I have been trying to understand prototypes and inheritance in JS for a few days now and I still can’t understand it. I have read a lot of articles and watched a lot of youtube videos to understand this topic but I still don’t seem to get it.

Is it fine if I just skip this lesson and use classes instead?
I know it might be better to understand this to be more flexible in JS but is it fine if I come back to this after I get better understanding of Javascript?

Thank you.

Hi there @niwanthakaweragoda06!

I’d say yes, it is OK if you don’t understand prototypes right now. They are one of the hardest subjects to understand in JS. Eventually you’ll probably understand them, but don’t let them block you from progressing in your learning.

Classes is the modern way to write JS object/inheritance code anyway. They are basically just syntactic sugar over the top of the inheritance code.

Thank you so much! I was so stressed out about it! I greatly appreciate your help!

You are very welcome!

I’m not commenting on when someone should learn something because we all learn differently. I just want to point out the value of learning prototypes and inheritance.

This article on inheritance, which you’ve probably already read, helped me the most; it is what sort of turned on the light bulb for me.

I started learning JS a few years ago without knowing anything about object-oriented programming with the purpose of building one large application; and I coded using objects only as another data type. After the light came one, I realized that my code was really a bunch of functions attached to the window object and a lot of variables (that needed to persist beyond the life of a function) stored in custom properties of the relevant functions. And, when I needed another instance of something, those variables became arrays spread across all those funcitons. It worked but it was quite a mess.

Once I came across that article, I was able to take that code and divide it up into specific instances of different objects with only the methods that each object required. All those function properties became properties of specific object instances and no arrays were needed any longer to organize them because the methods were inherited and attached to the object and invoked using “this”. Using “this” and the call method made it all work much better and the code cleaner; and far fewer local variables were needed to be declared because they are stored in the objects and referenced using “this”.

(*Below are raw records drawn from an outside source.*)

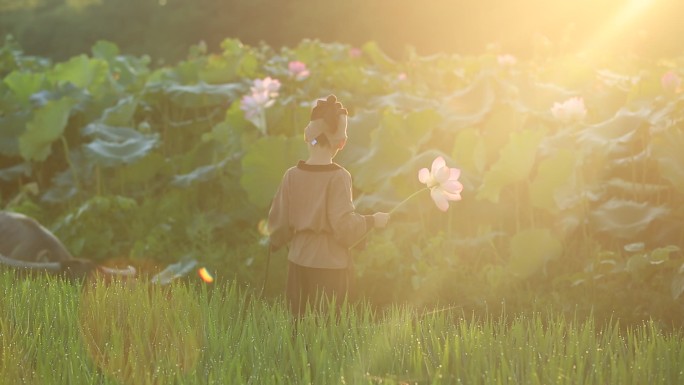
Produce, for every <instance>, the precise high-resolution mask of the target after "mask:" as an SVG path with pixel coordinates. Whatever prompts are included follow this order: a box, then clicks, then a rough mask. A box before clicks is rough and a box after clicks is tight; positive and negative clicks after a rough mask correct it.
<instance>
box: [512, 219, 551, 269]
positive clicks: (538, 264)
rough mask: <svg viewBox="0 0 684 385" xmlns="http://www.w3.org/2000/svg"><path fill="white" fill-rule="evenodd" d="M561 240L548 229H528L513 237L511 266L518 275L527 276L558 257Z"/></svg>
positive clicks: (519, 233)
mask: <svg viewBox="0 0 684 385" xmlns="http://www.w3.org/2000/svg"><path fill="white" fill-rule="evenodd" d="M562 251H563V246H562V244H561V242H560V241H559V240H558V239H556V238H555V237H554V236H553V235H552V234H551V231H549V230H548V229H527V230H522V231H520V232H519V233H517V234H515V235H514V236H513V237H511V240H510V253H511V254H510V260H509V268H510V269H511V271H512V272H513V274H515V275H516V276H518V277H520V278H527V277H529V276H531V275H532V274H534V273H536V272H537V271H539V269H541V268H542V267H544V265H545V264H546V262H548V261H550V260H552V259H555V258H558V257H559V256H560V255H561V253H562Z"/></svg>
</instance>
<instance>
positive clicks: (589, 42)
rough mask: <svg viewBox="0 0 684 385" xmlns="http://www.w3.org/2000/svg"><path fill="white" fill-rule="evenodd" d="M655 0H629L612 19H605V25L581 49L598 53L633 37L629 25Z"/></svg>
mask: <svg viewBox="0 0 684 385" xmlns="http://www.w3.org/2000/svg"><path fill="white" fill-rule="evenodd" d="M657 1H658V0H629V1H628V2H627V4H625V6H624V8H622V10H620V11H619V12H618V13H616V14H615V16H614V17H613V18H612V19H610V20H607V23H606V25H605V27H604V28H603V29H602V30H600V31H599V33H598V34H597V36H596V37H595V38H594V39H592V41H591V42H589V43H588V44H587V46H586V47H585V48H584V50H583V51H584V52H585V53H587V54H590V55H591V54H596V53H600V52H602V51H604V50H605V48H607V47H608V46H610V45H612V44H616V43H621V42H623V41H624V40H625V39H630V38H633V37H634V35H633V34H632V32H634V31H630V30H629V27H632V26H633V24H634V22H635V21H636V20H637V19H638V18H639V16H641V15H642V14H643V13H644V12H645V11H646V10H647V9H648V8H649V7H651V6H653V4H654V3H655V2H657Z"/></svg>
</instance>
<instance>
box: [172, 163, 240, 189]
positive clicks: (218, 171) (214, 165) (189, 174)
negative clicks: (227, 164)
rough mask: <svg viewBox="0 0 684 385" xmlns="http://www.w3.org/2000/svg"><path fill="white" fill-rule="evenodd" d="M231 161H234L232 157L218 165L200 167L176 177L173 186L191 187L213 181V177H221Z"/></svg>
mask: <svg viewBox="0 0 684 385" xmlns="http://www.w3.org/2000/svg"><path fill="white" fill-rule="evenodd" d="M230 160H234V157H233V156H230V157H228V158H226V159H224V160H222V161H220V162H218V163H216V164H210V165H206V166H201V167H198V168H196V169H195V170H193V171H192V172H190V173H187V174H183V175H176V176H174V177H173V181H172V182H171V184H173V185H174V186H178V187H189V186H191V185H193V184H195V183H201V182H206V181H208V180H211V179H212V178H213V177H215V176H217V175H220V171H221V169H223V168H224V167H225V166H226V164H227V163H228V161H230Z"/></svg>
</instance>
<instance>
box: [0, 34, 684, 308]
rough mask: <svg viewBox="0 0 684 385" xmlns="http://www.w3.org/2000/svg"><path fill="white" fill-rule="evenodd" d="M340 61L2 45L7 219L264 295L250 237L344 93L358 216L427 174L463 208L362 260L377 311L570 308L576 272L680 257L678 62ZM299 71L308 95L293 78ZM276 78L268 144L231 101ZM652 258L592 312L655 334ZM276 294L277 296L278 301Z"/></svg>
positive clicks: (679, 147) (248, 45)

The article on this and the call method helped a great deal, too.

Had I known this at the start, I could’ve saved a lot of trouble in altering about 50k lines of code. However, I don’t know if I could’ve understood it without having already gone through building everything as I did first.

After all that, these comments are probably useless but, if you haven’t seen those articles, perhaps they may be helpful and the light bulb will turn on sooner for you than it did for me.

Good luck.

Thank you so much for taking your time to explain this. I will definitely think about it. Thank you.